Dans les réserves naturelles

La mise sous cloche est un cliché

 

Espaces naturels n°44 - octobre 2013

Études - Recherches

Clara Therville
Cefe-CNRS, RNF, UBO
Natacha Konieczka
RNF
Vincent Santune
CEN Nord-Pas-de-Calais, RNF
Frédéric Bioret
Université de Bretagne Occidentale

Il y a loin entre l’image d’« une mise sous cloche » et la réalité des pratiques de conservation mises en œuvre. Une étude menée sur dix réserves naturelles illustre la teneur de ce décalage.

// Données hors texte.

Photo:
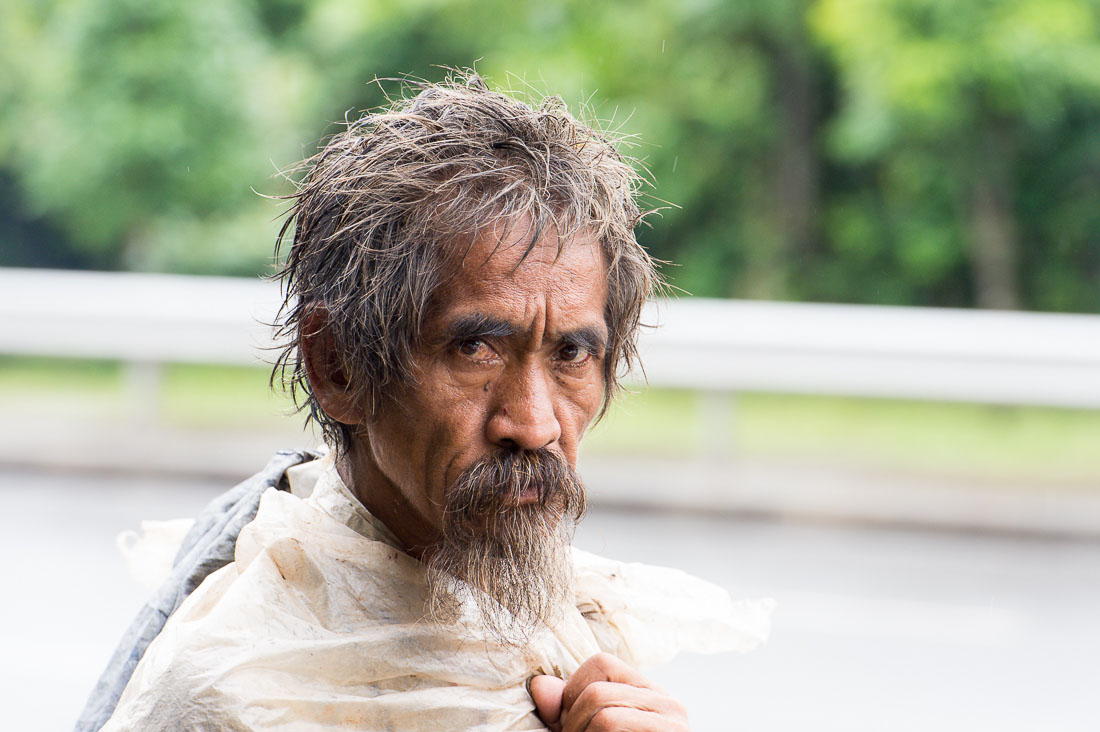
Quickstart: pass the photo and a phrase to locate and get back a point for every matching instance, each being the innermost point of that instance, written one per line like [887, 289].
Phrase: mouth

Les aires protégées sont des objets symboliques qui véhiculent une image de mise sous cloche, d’outil d’État, de « pré carré des écolos ». Certains acteurs locaux soupçonnent les gestionnaires de vouloir tout interdire, d’être payés à « regarder pousser les fleurs ». Inversement, certains gestionnaires perçoivent des limites chez les représentants des tutelles : « Ils sont là pour faire appliquer le programme des réserves naturelles […], de la connaissance du territoire et de sa gestion, mais tout le volet intégration, non. » Ainsi, une réserve naturelle (RN) serait imposée par le haut, imperméable aux territoires ; et son gestionnaire serait astreint à des missions classiques de conservation dans la réserve.

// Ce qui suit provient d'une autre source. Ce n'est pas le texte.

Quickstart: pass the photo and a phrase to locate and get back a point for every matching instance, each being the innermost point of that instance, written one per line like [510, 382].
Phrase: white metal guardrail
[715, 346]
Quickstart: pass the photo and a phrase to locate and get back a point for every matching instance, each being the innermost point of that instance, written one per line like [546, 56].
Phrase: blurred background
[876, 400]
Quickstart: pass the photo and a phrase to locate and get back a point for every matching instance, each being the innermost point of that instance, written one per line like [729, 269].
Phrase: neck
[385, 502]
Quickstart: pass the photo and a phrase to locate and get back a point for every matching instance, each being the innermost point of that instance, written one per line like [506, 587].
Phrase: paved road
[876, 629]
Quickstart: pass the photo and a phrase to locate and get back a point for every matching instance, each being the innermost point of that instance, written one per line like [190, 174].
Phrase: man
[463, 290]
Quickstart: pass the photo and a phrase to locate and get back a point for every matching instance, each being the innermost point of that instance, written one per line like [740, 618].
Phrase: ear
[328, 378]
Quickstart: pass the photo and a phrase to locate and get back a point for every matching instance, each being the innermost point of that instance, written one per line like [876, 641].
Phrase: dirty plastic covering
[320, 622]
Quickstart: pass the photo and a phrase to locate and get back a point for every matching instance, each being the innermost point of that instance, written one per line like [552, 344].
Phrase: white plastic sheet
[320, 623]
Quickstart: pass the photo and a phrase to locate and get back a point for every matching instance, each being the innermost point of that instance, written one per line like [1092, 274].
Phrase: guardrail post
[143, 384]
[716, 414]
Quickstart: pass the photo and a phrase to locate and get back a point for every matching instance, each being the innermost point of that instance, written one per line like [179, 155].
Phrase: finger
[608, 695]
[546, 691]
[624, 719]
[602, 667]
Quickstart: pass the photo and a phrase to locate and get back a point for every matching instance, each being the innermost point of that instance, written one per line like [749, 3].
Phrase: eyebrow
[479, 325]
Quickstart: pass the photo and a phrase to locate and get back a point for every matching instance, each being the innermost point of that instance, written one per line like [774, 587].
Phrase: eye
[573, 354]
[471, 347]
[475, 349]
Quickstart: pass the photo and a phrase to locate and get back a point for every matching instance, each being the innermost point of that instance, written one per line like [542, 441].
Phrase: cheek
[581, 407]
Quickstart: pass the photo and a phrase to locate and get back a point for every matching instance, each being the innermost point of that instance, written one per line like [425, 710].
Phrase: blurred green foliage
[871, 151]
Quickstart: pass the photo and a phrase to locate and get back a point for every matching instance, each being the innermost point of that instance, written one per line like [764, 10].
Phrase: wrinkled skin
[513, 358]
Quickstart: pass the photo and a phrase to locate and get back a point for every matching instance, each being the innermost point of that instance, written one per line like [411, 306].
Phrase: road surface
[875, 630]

Ce cliché protectionniste pèse sur les professionnels de la nature qui, pour prendre en compte la complexité des interactions réserve/territoire, tentent de s’engager dans des dynamiques d’intégration territoriale. Pour cela, ils interviennent sur les champs réglementaires ou incitatifs et sur les objets environnementaux et sociaux. Ainsi, dans la RN des coussouls de Crau, « éleveurs et naturalistes suivent avec la même attention l’évolution des effectifs d’outardes et le cours du mouton. »
Cependant, acteurs locaux et environnementaux voient parfois d’un mauvais œil un gestionnaire trop entreprenant sur des champs transversaux, les premiers craignant une ingérence, les seconds une dérive localiste.
Une analyse conduite sur l’ensemble du réseau des réserves naturels et dix études de cas (1) ont permis d’explorer en détail le décalage entre l’image de mise sous cloche véhiculée par les RN et la complexité des interactions avec les territoires. L’étude illustre la manière dont les gestionnaires « sortent de leur réserve », et les difficultés inhérentes à cette intégration territoriale.

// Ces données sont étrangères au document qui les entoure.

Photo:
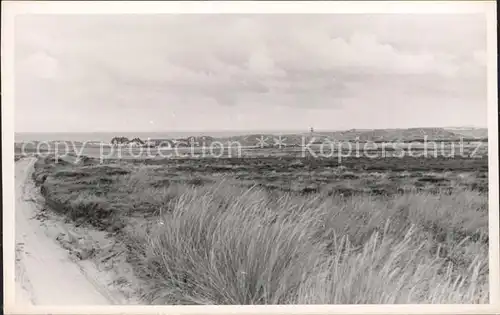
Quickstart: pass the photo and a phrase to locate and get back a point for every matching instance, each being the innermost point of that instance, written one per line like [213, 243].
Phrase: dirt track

S’adapter au contexte. En France, la protection de la nature a toujours été le lieu des compromis ! Compromis entre différents objectifs, portés par des acteurs variés à différentes échelles spatiales et décisionnelles. Ce compromis est d’autant plus prégnant du fait des évolutions des politiques publiques environnementales. En effet, avec la décentralisation ou la promotion de la contractualisation, aires protégées et territoires sont de plus en plus perméables les uns aux autres. Pour un conservateur de réserve, « il y a un moment où, pour pouvoir assumer cette mission de protection sur un territoire, on est tenu de s’intéresser au contexte social et économique ». Un rapprochement qui concerne à la fois les objectifs, les espaces et les acteurs et qui est particulièrement vrai pour les RN avec leur diversité de statuts, d’organismes gestionnaires, de fonctionnements à l’interface entre un cadre vertical et des adaptations aux contextes territoriaux.
Par ailleurs, les gestionnaires ont compris, intuitivement et par usage, que le cadre d’intervention proposé par les tutelles est certes nécessaire mais qu’il se révèle insuffisant face à la complexité des interdépendances entre réserve naturelle et territoire : « Quand on parle de protection de la nature, on parle surtout de ce que les gens peuvent faire de cette nature, et donc […] on rentre dans des problématiques qui ne relèvent plus d’une action de conservation de la nature mais de la médiation diplomatique, du relationnel, voire de la psychologie. » Ainsi, les gestionnaires ont su mobiliser d’autres moyens que ceux prescrits : éducation à l’environnement, culture, partenariats, actions en dehors des réserves naturelles…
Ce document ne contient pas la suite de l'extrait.